En realidad fue sólo en el siglo XX cuando aparecieron muchísimas mujeres artistas de vanguardia y no son pocas las voces críticas que hablan de un siglo XIX como profundamente misógino. No olvidemos el largo y difícil proceso vivido para que las mujeres alcanzaran el derecho al sufragio, que suponía la igualdad política, así como la igualdad de derechos y deberes. Algo que por  desgracia, aún no se ha alcanzado en muchos países.

Pero hoy,  y desde hace unas pocas décadas, estamos asistiendo a uno de los períodos más intensos y dinámicos en cuanto a la presencia de la mujer en el arte actual.

Es ahora que  las obras de artistas mujeres están presentes en infinidad de exposiciones y eventos artísticos  que se realizan.

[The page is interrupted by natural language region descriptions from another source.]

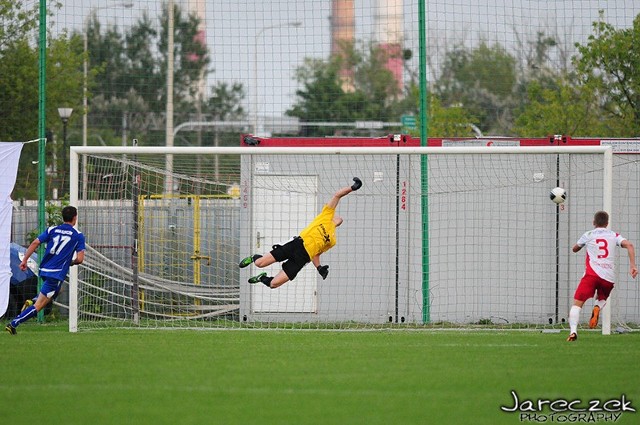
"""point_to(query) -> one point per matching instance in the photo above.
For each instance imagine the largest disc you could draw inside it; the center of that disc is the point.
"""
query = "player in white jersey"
(599, 273)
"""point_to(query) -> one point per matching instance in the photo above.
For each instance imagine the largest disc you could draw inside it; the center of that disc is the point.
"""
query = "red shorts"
(588, 286)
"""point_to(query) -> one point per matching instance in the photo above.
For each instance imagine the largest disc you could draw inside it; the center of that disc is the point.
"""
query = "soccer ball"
(558, 195)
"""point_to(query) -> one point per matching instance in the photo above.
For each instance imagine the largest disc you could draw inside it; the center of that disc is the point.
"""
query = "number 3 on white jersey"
(603, 245)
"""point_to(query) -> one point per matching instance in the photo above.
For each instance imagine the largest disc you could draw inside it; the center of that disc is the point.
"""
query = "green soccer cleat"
(257, 279)
(245, 262)
(26, 305)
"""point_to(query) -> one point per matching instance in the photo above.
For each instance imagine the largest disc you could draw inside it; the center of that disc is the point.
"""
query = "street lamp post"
(65, 114)
(255, 68)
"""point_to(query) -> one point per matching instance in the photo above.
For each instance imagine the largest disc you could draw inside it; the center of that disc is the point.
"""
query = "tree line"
(484, 87)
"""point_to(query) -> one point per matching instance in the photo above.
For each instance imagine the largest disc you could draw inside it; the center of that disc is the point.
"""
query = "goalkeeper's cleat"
(595, 314)
(245, 262)
(258, 278)
(26, 305)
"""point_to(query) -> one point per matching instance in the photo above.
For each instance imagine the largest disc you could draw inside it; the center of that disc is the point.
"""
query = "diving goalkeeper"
(317, 238)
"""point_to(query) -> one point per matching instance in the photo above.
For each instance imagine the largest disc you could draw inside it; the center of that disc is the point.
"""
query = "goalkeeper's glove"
(357, 184)
(324, 271)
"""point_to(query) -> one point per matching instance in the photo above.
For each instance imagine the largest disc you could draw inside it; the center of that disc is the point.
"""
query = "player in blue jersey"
(63, 241)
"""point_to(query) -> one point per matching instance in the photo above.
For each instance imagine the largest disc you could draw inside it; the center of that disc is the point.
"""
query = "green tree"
(566, 109)
(600, 96)
(609, 65)
(19, 95)
(129, 71)
(369, 94)
(481, 80)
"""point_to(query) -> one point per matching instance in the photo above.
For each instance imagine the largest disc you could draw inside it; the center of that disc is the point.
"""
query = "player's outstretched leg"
(595, 314)
(248, 260)
(27, 304)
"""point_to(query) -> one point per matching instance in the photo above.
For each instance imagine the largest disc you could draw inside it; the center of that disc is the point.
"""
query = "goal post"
(489, 229)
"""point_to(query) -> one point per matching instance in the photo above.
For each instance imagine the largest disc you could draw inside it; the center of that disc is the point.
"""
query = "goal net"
(456, 237)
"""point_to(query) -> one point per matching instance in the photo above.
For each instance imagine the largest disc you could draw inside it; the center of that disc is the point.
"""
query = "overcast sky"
(232, 26)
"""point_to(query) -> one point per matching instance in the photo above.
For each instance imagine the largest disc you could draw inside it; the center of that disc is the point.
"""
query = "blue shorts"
(50, 287)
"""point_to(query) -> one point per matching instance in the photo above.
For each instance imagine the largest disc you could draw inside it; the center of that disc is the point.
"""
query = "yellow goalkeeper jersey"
(320, 235)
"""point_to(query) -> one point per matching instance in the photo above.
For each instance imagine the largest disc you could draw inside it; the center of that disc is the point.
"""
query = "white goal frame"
(169, 152)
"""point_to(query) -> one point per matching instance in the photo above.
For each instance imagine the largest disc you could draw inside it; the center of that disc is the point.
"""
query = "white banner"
(9, 157)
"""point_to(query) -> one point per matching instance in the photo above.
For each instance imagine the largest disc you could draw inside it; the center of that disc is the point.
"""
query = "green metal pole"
(424, 183)
(42, 125)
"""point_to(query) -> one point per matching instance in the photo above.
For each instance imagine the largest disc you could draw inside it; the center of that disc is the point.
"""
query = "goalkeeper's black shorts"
(294, 254)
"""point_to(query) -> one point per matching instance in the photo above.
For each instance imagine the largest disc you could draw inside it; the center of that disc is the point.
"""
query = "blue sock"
(27, 314)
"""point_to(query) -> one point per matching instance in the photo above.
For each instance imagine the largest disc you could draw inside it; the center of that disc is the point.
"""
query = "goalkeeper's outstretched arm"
(333, 203)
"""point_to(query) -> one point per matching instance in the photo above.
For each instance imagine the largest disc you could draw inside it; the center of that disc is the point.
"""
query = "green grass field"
(306, 377)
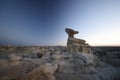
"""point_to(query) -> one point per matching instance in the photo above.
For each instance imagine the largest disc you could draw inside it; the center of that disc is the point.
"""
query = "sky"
(42, 22)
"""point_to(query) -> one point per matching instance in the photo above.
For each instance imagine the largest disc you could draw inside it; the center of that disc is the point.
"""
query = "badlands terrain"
(76, 61)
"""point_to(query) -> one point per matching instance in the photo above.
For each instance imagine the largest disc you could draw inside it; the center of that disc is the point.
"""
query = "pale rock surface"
(43, 72)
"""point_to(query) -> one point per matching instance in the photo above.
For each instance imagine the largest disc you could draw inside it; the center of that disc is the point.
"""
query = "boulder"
(43, 72)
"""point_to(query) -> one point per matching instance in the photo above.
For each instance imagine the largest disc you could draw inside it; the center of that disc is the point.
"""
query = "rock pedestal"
(75, 45)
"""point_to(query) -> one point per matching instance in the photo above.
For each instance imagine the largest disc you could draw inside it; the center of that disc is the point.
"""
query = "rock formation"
(75, 45)
(76, 62)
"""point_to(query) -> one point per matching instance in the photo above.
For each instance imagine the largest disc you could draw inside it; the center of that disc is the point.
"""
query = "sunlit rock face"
(75, 61)
(75, 45)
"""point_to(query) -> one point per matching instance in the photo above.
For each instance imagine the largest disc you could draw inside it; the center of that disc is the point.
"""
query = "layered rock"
(75, 45)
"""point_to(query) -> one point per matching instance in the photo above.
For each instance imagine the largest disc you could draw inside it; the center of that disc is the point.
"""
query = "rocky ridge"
(74, 62)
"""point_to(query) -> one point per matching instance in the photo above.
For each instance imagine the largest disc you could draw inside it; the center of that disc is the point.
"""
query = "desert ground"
(55, 63)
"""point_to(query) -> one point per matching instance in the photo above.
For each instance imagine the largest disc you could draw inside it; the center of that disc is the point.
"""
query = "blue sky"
(42, 22)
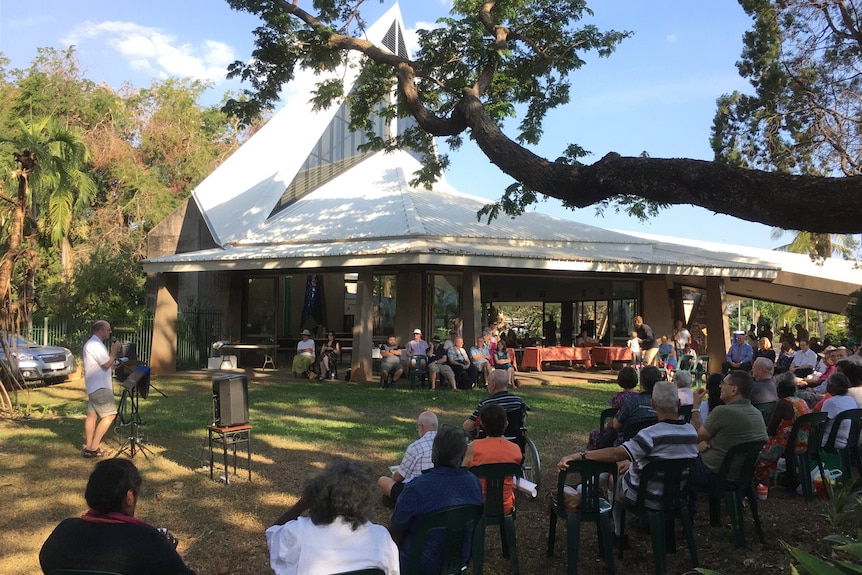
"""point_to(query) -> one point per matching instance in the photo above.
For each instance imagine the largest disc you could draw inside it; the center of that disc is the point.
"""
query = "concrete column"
(717, 327)
(163, 355)
(471, 308)
(360, 358)
(567, 315)
(408, 312)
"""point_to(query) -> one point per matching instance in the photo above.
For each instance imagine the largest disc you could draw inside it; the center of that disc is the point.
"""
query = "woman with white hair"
(682, 381)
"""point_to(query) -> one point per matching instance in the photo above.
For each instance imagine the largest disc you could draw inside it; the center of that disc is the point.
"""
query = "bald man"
(416, 460)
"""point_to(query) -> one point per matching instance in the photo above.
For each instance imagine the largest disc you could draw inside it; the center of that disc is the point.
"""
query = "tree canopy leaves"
(489, 61)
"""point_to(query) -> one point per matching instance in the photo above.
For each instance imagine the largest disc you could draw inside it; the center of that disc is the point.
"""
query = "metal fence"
(196, 331)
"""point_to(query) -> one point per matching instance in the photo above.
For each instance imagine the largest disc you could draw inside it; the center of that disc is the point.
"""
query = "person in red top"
(494, 448)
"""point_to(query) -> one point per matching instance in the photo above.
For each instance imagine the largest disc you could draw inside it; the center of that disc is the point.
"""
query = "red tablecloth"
(534, 356)
(608, 355)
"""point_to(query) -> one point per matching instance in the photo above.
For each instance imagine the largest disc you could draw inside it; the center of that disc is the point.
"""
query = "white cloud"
(411, 38)
(151, 49)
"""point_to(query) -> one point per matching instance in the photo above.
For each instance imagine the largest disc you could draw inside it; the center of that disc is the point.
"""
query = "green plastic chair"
(686, 362)
(673, 475)
(456, 523)
(494, 475)
(735, 482)
(850, 453)
(593, 507)
(799, 459)
(700, 370)
(766, 410)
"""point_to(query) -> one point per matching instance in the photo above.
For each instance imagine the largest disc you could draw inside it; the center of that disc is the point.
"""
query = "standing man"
(804, 360)
(681, 338)
(416, 460)
(101, 409)
(764, 389)
(649, 346)
(390, 364)
(739, 356)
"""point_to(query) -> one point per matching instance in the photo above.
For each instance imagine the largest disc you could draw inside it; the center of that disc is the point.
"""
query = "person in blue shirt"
(739, 356)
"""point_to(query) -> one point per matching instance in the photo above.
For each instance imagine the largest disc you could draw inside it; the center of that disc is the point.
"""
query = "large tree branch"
(807, 203)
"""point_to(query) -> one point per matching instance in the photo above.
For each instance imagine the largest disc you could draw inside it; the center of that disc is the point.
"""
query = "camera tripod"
(128, 414)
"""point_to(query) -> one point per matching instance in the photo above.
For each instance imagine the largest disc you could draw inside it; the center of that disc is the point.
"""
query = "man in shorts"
(438, 365)
(390, 364)
(101, 409)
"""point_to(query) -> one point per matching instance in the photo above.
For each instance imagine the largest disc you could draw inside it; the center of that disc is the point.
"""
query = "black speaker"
(230, 400)
(129, 349)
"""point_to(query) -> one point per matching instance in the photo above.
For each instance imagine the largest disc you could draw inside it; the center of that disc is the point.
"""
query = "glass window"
(446, 303)
(383, 300)
(261, 310)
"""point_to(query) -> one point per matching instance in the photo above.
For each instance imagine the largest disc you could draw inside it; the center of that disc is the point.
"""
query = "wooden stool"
(233, 435)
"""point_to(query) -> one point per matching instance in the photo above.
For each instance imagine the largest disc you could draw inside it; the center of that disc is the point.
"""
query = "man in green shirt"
(735, 422)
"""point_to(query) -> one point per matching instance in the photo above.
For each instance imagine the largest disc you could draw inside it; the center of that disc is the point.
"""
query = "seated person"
(835, 405)
(390, 364)
(682, 381)
(637, 411)
(109, 537)
(503, 360)
(446, 485)
(438, 364)
(627, 379)
(465, 372)
(670, 438)
(494, 448)
(304, 355)
(513, 405)
(788, 408)
(480, 355)
(740, 356)
(416, 460)
(329, 353)
(337, 534)
(416, 349)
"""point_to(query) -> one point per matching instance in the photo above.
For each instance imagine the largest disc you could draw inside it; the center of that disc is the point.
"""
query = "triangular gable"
(281, 163)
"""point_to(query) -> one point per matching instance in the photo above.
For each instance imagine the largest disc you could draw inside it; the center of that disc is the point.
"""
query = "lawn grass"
(298, 428)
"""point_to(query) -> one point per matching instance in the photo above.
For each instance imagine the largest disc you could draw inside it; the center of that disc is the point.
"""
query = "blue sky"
(656, 93)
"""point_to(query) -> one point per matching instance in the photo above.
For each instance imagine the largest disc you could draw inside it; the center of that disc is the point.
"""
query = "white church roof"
(371, 215)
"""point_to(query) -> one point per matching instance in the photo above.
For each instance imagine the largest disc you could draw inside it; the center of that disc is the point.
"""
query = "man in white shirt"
(101, 409)
(804, 360)
(417, 457)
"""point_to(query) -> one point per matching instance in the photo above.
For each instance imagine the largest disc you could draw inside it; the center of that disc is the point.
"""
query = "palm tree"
(59, 188)
(819, 246)
(49, 160)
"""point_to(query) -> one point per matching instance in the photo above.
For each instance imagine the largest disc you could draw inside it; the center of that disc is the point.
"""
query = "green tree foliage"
(803, 60)
(512, 61)
(142, 151)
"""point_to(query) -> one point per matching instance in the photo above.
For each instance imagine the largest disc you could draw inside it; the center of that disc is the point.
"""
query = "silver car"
(36, 362)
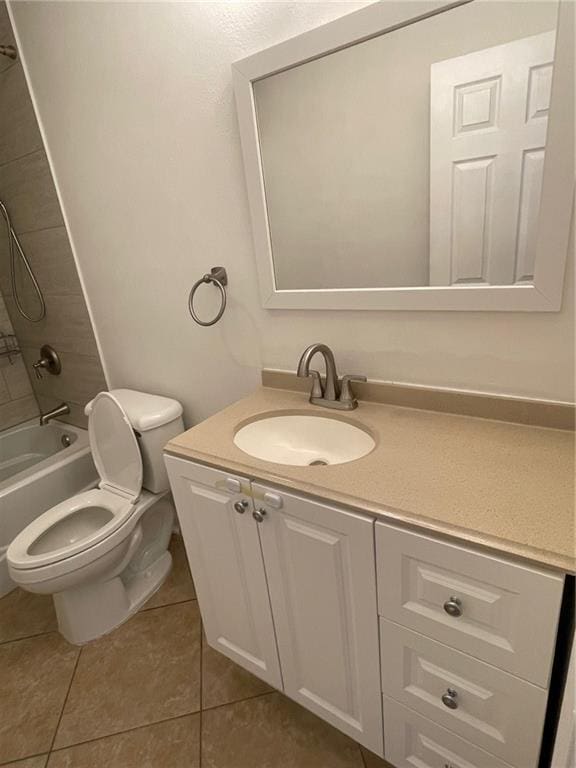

La relación entre arte y feminismo ha adoptado distintas posiciones y matices y no pocas controversias en relación a una  búsqueda identitaria de la mujer y del arte protagonizado por ella. Es obvio que, tanto en el proceso actual de construcción social como en el acto creativo,  no existen diferencias entre mujeres y hombres, como tampoco la creatividad en arte, ni en ningún otro campo,  está regida o es exclusiva de una edad, de un estamento religioso o  depende del color de una piel.

Hoy, la presencia de la mujer en el arte contemporáneo es de tal peso y magnitud que es imposible contar la historia del arte sin invocar lo agudo de su visión, la fuerza de sus imágenes y el enorme aporte cultural de ellas al arte actual. En el terreno fértil de la creación, las mujeres han ido ganando un espacio invaluable en la educación artística, en la crítica y el análisis del hecho artístico, y en la literatura que el arte genera. Actualmente es  incontable la cantidad de mujeres que participan de la vida de las grandes instituciones museísticas, de las galerías de arte, de las bienales y de los grandes acontecimientos de la vida artística.

Y  todo esto,  no podía ser diferente en el caso de mujeres artistas y judías. Vemos, que a pesar de tratarse de una minoría (por judías), dentro de otra minoría (por artistas), la mujer judía se destaca por su valioso aporte a este mundo, en los innumerables y diversos campos que el arte implica.

Como señalamos anteriormente, es imposible, por la incontable cantidad de mujeres judías integradas al mundo del arte, mencionar a todas ellas. Estas que presentamos son sólo algunas, representativas, unas,  por la trascendencia de su obra y otras por su particular significado histórico. Cabe reseñar que particularmente en el caso de las mujeres judías, los nombres, las obras e incluso las vidas de muchas  ellas, han sido destruidas, un motivo más por el cual no han llegado a nosotros.